Price action over the past two months has been dominated by sharp, weather-driven swings. Natural gas surged above $7.5 in January amid severe cold before rapidly unwinding those gains as temperatures normalized. The market is now trading within a relatively narrow $3.2 to $3.6 range, testing a long-term support zone that has held multiple times. A sustained move above $3.7 to $4 would be needed to signal improving momentum, while a break below $3.2 could reopen downside toward the $2.80 to $3 area.
Storage draws and LNG demand offer support
Fundamental signals have turned more constructive. Recent Arctic conditions are expected to have significantly tightened U.S. storage balances, shifting inventories from roughly 5% above seasonal norms to about 1% below normal. This swing has helped underpin prices by reinforcing the perception that supply is no longer excessively loose.
Liquefied natural gas exports continue to provide an additional pillar of demand. Flows to the eight largest U.S. LNG export facilities averaged around 18.3 billion cubic feet per day in February, up from 17.8 bcfd in January and approaching December’s record levels. Strong international demand from Europe and Asia has kept export utilization high despite domestic price weakness.
Still, headwinds remain. Weather forecasts point to largely warmer-than-normal conditions across most of the U.S. through mid-February, reducing heating demand at a critical point in the winter season. Production has also edged higher, with Lower 48 output near 106.4 bcfd, ensuring ample supply even as storage tightens.

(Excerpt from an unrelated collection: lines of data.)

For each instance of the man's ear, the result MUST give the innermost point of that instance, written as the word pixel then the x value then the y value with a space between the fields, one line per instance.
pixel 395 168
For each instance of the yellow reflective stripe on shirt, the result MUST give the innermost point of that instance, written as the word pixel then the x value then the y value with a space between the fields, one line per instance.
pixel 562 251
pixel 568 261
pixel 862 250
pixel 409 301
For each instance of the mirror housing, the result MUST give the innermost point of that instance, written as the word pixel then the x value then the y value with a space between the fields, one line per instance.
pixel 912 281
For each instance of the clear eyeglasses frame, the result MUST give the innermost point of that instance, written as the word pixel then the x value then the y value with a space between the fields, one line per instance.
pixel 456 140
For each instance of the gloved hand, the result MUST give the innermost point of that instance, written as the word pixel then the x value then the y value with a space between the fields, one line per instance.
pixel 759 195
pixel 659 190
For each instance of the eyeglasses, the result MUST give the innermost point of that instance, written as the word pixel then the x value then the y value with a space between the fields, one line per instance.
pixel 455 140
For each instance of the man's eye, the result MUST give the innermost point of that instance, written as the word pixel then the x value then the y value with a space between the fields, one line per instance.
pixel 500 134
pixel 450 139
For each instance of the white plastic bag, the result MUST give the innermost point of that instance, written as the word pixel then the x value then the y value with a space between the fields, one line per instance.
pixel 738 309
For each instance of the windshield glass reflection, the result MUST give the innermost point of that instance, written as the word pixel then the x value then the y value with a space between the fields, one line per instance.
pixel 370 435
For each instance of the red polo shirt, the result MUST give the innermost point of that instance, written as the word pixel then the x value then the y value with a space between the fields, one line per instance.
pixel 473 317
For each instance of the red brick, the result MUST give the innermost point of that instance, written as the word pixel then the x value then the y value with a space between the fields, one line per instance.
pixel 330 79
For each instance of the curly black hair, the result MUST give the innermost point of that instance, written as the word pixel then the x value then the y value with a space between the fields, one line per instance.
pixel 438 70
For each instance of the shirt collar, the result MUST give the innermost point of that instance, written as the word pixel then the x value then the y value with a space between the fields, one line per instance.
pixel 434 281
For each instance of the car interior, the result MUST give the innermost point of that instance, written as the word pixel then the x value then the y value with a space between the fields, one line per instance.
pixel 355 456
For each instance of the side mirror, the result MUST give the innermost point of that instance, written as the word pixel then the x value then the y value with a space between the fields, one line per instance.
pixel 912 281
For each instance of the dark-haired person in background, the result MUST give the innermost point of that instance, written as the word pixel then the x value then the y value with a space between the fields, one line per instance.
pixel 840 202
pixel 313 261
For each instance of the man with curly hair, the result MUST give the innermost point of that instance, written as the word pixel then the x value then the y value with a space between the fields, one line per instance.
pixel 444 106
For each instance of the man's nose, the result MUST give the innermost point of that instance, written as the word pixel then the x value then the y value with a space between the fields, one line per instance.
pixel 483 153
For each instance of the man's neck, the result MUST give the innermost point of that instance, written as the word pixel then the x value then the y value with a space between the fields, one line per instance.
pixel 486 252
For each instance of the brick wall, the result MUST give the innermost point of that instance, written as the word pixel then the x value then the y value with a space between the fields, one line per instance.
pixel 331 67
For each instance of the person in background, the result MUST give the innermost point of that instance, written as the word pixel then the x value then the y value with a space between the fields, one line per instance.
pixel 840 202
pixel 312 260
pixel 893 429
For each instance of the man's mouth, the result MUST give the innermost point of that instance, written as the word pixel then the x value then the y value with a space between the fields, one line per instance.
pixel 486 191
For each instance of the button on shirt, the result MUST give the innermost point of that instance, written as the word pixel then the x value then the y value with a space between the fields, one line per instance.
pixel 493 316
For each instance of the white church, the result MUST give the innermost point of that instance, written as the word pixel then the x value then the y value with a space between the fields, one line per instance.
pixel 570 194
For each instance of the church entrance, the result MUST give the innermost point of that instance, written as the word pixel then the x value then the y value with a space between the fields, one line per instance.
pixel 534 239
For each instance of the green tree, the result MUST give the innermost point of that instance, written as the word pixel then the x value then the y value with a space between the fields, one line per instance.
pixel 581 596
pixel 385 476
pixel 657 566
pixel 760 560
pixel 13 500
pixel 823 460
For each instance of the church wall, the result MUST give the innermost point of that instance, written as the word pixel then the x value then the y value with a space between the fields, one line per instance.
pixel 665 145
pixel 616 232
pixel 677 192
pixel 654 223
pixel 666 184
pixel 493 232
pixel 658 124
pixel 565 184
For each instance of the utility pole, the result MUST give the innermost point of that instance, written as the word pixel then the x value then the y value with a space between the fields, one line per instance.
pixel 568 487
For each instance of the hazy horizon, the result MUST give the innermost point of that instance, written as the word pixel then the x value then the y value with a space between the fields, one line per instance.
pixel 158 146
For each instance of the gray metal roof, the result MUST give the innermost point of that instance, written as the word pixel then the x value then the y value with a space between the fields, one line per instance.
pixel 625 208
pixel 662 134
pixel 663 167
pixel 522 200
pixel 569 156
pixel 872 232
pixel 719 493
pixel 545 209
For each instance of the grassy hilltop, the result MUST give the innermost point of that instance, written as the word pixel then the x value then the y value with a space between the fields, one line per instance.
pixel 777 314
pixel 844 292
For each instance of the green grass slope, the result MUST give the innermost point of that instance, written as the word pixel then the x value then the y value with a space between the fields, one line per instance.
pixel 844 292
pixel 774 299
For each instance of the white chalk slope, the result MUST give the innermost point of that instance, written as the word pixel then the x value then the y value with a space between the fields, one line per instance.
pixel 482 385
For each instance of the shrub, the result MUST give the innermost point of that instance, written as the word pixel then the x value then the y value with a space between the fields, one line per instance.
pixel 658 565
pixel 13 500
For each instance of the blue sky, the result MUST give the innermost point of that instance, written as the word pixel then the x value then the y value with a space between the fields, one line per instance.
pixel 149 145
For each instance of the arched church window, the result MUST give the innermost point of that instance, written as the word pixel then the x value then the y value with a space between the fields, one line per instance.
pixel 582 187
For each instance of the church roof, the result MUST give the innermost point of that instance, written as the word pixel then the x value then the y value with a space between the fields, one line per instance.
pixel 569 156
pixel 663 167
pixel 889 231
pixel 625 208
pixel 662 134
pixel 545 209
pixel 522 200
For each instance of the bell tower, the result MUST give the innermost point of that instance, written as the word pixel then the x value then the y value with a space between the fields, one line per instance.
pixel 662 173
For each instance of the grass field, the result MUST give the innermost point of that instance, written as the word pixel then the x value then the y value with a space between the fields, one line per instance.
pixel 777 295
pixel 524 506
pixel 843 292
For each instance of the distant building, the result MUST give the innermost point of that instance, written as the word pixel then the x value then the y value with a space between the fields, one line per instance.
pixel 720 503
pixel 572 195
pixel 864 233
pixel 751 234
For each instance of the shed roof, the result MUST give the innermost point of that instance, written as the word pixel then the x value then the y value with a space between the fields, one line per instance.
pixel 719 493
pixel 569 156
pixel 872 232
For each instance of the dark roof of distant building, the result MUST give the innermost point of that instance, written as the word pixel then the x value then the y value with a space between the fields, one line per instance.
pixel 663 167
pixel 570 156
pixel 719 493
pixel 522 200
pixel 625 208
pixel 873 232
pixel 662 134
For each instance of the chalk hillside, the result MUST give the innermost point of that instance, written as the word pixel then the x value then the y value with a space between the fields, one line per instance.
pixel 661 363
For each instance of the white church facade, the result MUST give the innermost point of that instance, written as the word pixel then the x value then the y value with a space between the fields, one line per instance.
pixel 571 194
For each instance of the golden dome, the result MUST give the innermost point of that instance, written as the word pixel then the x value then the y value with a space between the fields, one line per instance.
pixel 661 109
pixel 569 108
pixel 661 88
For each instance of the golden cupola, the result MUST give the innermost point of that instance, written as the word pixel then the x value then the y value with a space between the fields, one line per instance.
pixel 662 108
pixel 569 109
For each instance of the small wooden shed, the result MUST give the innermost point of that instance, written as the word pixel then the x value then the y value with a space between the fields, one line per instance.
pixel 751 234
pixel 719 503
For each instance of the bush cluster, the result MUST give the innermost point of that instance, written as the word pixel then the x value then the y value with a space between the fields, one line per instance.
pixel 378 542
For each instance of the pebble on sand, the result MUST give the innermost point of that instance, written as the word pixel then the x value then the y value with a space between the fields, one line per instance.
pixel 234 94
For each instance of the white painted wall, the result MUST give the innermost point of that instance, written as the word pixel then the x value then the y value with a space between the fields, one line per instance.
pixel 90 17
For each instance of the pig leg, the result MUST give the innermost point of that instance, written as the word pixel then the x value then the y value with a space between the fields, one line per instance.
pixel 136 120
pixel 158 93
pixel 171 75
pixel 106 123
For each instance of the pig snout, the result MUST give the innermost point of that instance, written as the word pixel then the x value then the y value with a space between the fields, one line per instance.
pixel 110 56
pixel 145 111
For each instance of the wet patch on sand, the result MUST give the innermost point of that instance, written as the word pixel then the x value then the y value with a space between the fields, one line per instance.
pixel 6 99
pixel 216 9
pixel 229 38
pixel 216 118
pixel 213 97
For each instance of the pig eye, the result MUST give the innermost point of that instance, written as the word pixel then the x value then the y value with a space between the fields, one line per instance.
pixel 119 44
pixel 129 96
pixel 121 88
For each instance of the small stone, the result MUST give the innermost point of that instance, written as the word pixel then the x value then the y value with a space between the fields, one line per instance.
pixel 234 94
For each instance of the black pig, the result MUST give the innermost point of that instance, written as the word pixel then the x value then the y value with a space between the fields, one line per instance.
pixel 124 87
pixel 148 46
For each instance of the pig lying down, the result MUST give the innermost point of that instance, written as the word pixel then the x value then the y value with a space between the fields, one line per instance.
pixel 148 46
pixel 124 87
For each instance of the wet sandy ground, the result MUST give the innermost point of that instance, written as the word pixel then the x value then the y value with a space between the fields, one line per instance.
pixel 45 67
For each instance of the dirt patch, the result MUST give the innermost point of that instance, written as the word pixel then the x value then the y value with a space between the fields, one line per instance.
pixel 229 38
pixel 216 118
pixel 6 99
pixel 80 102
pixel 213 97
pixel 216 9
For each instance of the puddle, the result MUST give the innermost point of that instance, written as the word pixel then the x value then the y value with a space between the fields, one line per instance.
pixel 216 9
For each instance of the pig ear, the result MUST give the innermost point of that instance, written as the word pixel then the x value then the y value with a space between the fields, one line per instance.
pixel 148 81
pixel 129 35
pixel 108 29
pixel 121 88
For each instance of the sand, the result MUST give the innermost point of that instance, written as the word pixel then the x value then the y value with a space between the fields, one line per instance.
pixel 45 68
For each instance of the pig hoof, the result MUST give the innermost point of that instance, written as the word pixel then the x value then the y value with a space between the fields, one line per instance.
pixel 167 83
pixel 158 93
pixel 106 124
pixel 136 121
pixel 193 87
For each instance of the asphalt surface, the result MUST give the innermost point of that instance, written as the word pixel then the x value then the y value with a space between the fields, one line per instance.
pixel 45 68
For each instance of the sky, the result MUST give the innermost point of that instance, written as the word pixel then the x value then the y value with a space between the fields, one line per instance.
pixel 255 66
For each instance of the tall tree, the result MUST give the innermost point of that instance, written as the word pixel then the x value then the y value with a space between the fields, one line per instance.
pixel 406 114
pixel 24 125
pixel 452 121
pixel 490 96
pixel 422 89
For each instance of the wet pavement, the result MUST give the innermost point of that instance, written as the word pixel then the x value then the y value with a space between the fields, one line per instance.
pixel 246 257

Outlook and what to watch next
For now, natural gas appears caught between improving fundamentals and a persistently weak technical backdrop. Support near $3 to $3.2 remains critical to prevent renewed downside, while resistance in the $3.7 to $4 zone continues to cap recovery attempts.
As previously discussed, natural gas had already slipped back below key moving averages after weather risks faded, reinforcing expectations for sideways-to-lower price action rather than a durable trend reversal. Upcoming EIA storage data will be closely watched for confirmation of tightening balances and clues on whether recent stabilization can be sustained.